A large component of a data science education is learning how to effectively visualize data. This could be part of exploratory data analysis, producing presentations for co-workers or bosses, or just because you want to show off something neat you found.
One of the content sections for Data 151: Introduction to Data Science tries to give students a real brief introduction to more complicated visualizations and functions, especially those available in R and Python. The books I’ve been using for the course (Doing Data Science by Cathy O’Neil and Rachel Schutt & Data Science from Scratch by Joel Grus) include sections on visualization. In-fact, I started initially collecting these resources from the “extra resources” section of Doing Data Science’s Chapter 9, specifically, the reference to FlowingData‘s tutorials and Michael Dubakov’s Visual Encoding Article.
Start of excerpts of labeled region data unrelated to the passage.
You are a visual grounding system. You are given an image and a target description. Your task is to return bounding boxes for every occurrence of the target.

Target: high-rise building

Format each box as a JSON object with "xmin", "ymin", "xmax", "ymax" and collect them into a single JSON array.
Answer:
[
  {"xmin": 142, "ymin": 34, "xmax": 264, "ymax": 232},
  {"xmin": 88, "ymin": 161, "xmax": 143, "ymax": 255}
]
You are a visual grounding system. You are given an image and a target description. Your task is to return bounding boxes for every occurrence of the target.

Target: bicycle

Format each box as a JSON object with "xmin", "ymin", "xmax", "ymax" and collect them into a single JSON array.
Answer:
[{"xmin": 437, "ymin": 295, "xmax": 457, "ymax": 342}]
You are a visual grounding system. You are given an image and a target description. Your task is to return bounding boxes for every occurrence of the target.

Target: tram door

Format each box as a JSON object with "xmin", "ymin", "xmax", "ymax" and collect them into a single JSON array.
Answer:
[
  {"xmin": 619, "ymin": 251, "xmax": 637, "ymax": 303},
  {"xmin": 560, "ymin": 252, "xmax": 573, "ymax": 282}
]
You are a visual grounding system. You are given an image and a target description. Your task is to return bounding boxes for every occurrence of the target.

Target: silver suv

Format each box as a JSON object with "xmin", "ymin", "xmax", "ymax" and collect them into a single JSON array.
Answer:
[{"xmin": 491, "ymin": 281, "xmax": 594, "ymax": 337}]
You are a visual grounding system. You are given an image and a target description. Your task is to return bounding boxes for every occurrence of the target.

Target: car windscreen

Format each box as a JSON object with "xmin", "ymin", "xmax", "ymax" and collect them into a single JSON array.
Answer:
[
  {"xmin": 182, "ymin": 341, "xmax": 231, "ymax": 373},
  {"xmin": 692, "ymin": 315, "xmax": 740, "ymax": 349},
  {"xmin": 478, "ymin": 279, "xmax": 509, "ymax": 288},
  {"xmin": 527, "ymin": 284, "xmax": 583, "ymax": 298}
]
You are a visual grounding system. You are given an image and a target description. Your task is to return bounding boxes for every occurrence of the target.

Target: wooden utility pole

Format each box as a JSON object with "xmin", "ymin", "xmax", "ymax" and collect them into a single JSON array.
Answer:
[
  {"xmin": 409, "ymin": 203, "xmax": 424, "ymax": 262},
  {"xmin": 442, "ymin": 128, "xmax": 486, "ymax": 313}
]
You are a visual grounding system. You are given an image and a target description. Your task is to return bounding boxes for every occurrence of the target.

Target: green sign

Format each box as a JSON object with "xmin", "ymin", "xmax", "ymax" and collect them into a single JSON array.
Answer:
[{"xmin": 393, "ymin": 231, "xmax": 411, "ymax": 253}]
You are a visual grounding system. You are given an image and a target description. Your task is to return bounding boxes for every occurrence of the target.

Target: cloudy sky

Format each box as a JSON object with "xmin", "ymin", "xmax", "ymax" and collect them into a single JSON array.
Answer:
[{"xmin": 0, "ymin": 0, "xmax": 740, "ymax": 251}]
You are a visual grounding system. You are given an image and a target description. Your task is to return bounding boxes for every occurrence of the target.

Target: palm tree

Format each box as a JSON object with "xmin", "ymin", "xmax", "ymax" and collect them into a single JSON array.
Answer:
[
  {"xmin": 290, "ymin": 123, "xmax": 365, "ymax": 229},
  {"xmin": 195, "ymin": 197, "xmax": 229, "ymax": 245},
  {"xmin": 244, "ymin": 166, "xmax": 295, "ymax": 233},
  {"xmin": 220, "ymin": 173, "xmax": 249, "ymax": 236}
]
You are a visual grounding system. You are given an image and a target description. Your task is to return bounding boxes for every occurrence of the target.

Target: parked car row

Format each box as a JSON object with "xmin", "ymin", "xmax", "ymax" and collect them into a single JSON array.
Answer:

Not all of FlowingData’s tutorials are free though, so this page details and links the FREE tutorials available (see end of post). Additionally, I struggled to find anything for Python of equal quality/type to FlowingData’s tutorials in R. So, for now I’ve resorted to sending the students to DataCamp.com‘s courses on Python visualization (which seem great so far, but are a bit different).
More generally, for a summary of some common/useful Python visualization libraries you can read either Mode Analytic’s article 10 Useful Python Data Visualization Libraries or KD-Nugget’s article Overview of Python Visualization Tools. There’s significant overlap of information between the two, ironically, I think Mode Analytic’s article does a better “Overview” while KDNugget’s article actually shows some code.
There’s also (perhaps obviously) entire books on this subject, but that seems like over-kill for an introduction class. (I haven’t really researched books yet, though when I get to planning our Scientific Visualization course there’ll be more posts) Similarly, even though D3 does amazing things, introducing another programming language seemed excessive. If you are interested in D3, Doing Data Science points to the D3 tutorials by Scott Murray at AlignedLeft.com. There’s also a few (free) tutorials on using D3 (and python) on FlowingData (mentioned below).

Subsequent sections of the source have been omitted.